# Week 8 - Strings, Websites, Images, Email

This week we're going to look at some small miscellaneous stuff that's important to know but doesn't really fit anywhere in the context of the course, as well how we can use Python to interact with the Web, Images and Email. To start, let's look at some basic string manipulation

Python comes with some built in tools for string maniupulation and making our lives a bit easier - we'll look at some built in functionality along with the `re` module for Regex. Finally, we'll look at appling these to some HTML parsing to get some information from the web.

## Format Strings 

Usually when manipulating strings we've done so either using the `+` operator or just passing it in as another argument to the print function as below:

In [5]:
def say_hello():
    name = input("Please enter your name: ")
    print("Hello,", name)

say_hello()

Hello, sam


This is a fine way to do it, and works in a lot of situations, but what about formatting the string to look a bit nicer? We can use `f-strings` to format strings inline:

In [6]:
def say_hello():
    name = input("Please enter your name: ")
    print(f"Hello, {name}")

say_hello()

Hello, sam


This might look like it's just as good as the above - but it comes with some more powerful tools. Consider the following examples:

In [7]:
import math

name = "Sam Ball"
other_name = "John T. W. Smith"

# Print pi to 3dp
print(f"Pi is equal to roughly: {math.pi:.3f}")

# Print the name of a variable along with it's value (helpful for debugging!)
print(f"{name=}")

# Force padding for a number (great for tables!):
print(f"Monopoly Scores:\n{'-' * 20}")
print(f"{name:20}== £100")
print(f"{other_name:20}== £2400")

Pi is equal to roughly: 3.142
name='Sam Ball'
Monopoly Scores:
--------------------
Sam Ball            == £100
John T. W. Smith    == £2400


## The Big Scary World of Regex

Regular Expressions (or Regex) are a way of working with text that allows us to search for patterns.
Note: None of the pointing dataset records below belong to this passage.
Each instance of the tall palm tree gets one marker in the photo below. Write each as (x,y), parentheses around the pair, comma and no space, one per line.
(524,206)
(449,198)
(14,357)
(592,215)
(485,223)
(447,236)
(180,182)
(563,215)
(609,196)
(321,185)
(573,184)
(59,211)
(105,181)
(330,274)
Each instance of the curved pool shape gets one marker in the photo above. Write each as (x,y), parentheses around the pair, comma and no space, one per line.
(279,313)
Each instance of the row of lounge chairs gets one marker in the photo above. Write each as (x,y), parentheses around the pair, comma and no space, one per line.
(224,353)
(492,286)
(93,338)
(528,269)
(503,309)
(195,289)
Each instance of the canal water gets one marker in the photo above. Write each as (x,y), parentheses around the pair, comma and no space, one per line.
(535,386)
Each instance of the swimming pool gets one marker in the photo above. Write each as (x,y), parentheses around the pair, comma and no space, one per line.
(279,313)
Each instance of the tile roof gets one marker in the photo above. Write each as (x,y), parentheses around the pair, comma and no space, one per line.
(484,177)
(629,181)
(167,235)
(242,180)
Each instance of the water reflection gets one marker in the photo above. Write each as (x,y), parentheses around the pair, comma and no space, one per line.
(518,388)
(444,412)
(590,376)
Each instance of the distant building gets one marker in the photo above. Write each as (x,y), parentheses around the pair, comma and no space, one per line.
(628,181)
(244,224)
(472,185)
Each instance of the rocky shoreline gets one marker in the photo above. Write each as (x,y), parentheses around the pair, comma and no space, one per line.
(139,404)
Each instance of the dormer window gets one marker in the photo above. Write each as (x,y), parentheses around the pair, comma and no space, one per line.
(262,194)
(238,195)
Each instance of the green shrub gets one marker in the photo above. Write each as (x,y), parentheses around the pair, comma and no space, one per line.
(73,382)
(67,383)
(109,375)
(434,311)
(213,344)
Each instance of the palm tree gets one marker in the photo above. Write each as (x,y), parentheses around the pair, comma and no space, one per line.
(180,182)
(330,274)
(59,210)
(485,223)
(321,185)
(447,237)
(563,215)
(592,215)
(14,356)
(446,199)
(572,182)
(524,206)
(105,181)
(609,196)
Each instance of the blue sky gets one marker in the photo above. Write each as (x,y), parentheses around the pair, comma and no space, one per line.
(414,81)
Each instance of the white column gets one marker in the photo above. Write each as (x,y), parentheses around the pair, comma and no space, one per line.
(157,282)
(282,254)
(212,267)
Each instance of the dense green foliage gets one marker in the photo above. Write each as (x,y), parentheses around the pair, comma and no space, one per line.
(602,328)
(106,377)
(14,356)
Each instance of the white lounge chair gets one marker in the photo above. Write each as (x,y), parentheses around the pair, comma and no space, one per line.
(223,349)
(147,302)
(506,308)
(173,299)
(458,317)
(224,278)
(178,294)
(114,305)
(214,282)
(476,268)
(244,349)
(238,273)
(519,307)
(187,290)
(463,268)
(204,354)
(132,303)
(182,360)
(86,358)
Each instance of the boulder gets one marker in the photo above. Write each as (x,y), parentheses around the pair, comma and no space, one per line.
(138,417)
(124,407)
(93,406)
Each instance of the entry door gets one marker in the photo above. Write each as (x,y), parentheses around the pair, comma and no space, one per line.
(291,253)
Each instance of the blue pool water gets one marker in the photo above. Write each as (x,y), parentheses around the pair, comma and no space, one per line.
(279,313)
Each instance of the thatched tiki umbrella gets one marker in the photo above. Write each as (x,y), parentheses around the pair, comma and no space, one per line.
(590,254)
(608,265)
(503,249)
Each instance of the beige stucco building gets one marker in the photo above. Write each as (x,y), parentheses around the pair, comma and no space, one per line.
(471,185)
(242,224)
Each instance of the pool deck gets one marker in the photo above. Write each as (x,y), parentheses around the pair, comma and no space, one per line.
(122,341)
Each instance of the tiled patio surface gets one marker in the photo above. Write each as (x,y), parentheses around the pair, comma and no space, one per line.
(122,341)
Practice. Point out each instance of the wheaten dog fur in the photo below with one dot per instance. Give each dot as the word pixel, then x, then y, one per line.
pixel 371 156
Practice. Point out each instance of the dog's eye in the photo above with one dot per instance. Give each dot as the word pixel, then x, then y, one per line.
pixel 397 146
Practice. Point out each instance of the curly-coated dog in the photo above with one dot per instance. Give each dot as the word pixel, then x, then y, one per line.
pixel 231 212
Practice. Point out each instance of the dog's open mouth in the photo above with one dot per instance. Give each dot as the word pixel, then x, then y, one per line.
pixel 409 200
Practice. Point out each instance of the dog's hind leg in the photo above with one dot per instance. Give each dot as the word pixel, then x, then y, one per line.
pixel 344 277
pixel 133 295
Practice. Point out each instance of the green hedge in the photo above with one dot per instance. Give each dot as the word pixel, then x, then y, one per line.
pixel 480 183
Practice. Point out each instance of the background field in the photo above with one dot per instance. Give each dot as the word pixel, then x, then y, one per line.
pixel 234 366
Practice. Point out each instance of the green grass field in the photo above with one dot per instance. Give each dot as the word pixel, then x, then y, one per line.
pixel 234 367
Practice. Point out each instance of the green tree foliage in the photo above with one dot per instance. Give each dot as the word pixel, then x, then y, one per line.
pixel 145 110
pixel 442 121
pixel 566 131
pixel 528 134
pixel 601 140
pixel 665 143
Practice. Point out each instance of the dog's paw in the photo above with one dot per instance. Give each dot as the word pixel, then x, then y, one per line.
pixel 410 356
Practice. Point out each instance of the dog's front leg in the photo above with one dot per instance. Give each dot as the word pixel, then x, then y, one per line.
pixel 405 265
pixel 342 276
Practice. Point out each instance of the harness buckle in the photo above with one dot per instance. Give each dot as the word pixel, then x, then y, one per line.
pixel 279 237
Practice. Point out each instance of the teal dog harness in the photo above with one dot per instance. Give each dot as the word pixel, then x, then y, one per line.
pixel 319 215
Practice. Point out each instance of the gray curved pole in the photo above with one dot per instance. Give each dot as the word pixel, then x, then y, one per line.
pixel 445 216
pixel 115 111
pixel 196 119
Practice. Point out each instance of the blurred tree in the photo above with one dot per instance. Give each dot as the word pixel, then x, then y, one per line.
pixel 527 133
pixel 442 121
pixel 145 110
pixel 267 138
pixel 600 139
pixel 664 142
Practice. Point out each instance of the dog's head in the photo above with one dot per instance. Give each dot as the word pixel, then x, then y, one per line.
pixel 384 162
Some of you will find this amazing and instantly know a million places where you can use it, and others will wonder why we are talking about this at all!

These expressions look a bit scary and indecipherable, but after a little bit of work I promise you'll be able to figure out what any regular expression is looking for.

Let's start by defining the basic rules and see how they'd be put together. First, if you want to match a single character, we have some basic operations:

* `[abc]` will match a single a, b or c. `[a-m]` will match any character from a to m.
* `[^abc]` will match any character that's *not* a, b or c.
* `.` will match any character.

Then for defining *how many* of that character, we have the following basic characters:
* `*` - zero or more occurences (i.e. optional)
* `+` - one or more occurances
* `?` - zero or one occurances
* `{2}` - exactly 2 occurances (can be any number)
* `{3, 5}` - exactly 3 to 5 occurances. Leaving out the first number means 0 to the second number - leaving out the second number means "at least the first number".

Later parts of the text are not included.